A number w is at least 3 more than twice the value of z. If the value of z is...
GMAT Algebra : (Alg) Questions
A number w is at least 3 more than twice the value of z. If the value of z is 5, what is the smallest possible value of w?
Enter your answer as an integer.
1. TRANSLATE the problem information
- Given information:
- "w is at least 3 more than twice the value of z"
- \(\mathrm{z = 5}\)
- Need to find the smallest possible value of w
- The key phrase "at least" means "greater than or equal to" (\(\geq\))
- "3 more than twice z" means \(\mathrm{2z + 3}\)
- So: \(\mathrm{w \geq 2z + 3}\)
2. SIMPLIFY by substituting the known value
- Replace z with 5 in the inequality:
\(\mathrm{w \geq 2(5) + 3}\)
\(\mathrm{w \geq 10 + 3}\)
\(\mathrm{w \geq 13}\)
3. APPLY CONSTRAINTS to find the answer
- The inequality \(\mathrm{w \geq 13}\) means w can be 13, 14, 15, 16, and so on
- Since we want the smallest possible value, \(\mathrm{w = 13}\)
Answer: 13
Why Students Usually Falter on This Problem
Most Common Error Path:
Weak TRANSLATE skill: Students confuse "at least" with "exactly" or "at most"

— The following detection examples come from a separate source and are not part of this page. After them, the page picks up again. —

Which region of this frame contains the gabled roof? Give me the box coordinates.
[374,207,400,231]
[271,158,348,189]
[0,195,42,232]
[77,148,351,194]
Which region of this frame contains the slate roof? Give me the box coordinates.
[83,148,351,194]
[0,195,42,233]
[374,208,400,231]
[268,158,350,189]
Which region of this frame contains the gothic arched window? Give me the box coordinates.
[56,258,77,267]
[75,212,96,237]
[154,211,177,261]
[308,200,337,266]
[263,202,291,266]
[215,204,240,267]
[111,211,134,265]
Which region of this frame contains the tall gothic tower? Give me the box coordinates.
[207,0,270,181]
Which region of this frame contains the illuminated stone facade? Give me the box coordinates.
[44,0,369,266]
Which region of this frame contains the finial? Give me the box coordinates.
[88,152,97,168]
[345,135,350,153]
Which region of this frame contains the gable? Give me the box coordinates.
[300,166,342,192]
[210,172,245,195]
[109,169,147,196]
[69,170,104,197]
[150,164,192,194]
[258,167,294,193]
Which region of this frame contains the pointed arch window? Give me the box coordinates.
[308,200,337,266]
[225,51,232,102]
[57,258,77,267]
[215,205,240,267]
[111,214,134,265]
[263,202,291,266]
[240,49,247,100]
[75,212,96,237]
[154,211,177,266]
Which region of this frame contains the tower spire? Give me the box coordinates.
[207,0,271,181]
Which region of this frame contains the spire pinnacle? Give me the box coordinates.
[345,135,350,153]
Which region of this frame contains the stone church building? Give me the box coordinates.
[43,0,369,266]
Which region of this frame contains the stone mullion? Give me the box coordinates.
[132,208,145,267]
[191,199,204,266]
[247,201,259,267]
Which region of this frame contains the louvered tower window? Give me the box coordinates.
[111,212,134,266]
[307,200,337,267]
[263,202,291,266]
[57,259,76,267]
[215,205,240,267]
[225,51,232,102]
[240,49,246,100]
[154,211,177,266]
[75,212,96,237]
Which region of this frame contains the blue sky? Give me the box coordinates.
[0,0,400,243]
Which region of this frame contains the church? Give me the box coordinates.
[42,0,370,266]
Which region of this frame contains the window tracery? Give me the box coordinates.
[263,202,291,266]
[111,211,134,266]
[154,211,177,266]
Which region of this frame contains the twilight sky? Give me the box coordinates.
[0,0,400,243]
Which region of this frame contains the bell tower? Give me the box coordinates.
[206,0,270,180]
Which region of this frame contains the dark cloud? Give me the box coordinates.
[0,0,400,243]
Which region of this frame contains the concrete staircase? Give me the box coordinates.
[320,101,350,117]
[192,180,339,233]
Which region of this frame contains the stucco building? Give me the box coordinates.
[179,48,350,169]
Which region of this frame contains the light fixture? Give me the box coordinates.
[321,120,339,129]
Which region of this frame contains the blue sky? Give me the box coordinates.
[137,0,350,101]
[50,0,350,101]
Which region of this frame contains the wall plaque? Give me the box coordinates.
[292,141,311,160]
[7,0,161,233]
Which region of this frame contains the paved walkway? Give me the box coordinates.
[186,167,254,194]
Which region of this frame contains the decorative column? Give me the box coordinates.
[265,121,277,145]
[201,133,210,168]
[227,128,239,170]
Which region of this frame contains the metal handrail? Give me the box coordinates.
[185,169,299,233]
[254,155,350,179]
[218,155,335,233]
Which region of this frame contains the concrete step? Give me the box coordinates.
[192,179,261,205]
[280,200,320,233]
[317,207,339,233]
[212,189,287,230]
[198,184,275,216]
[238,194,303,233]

Some students might interpret "at least 3 more than twice z" as meaning \(\mathrm{w = 2z + 3}\) (using equality instead of inequality). With \(\mathrm{z = 5}\), they would still get \(\mathrm{w = 13}\), but they'd miss the conceptual understanding that w could be larger. While this leads to the correct numerical answer by coincidence, it shows fundamental misunderstanding of inequality language.
Second Most Common Error:
Incomplete APPLY CONSTRAINTS reasoning: Students solve correctly to \(\mathrm{w \geq 13}\) but don't identify the smallest value
Students might perform all the algebra correctly and arrive at \(\mathrm{w \geq 13}\), but when asked for the "smallest possible value," they might write "\(\mathrm{w \geq 13}\)" as their final answer instead of recognizing that this means \(\mathrm{w = 13}\). This leads to confusion about what the question is actually asking for.
The Bottom Line:
This problem tests whether students can accurately translate inequality language and then extract specific information from the resulting mathematical relationship. The translation step is crucial—misunderstanding "at least" changes the entire problem structure.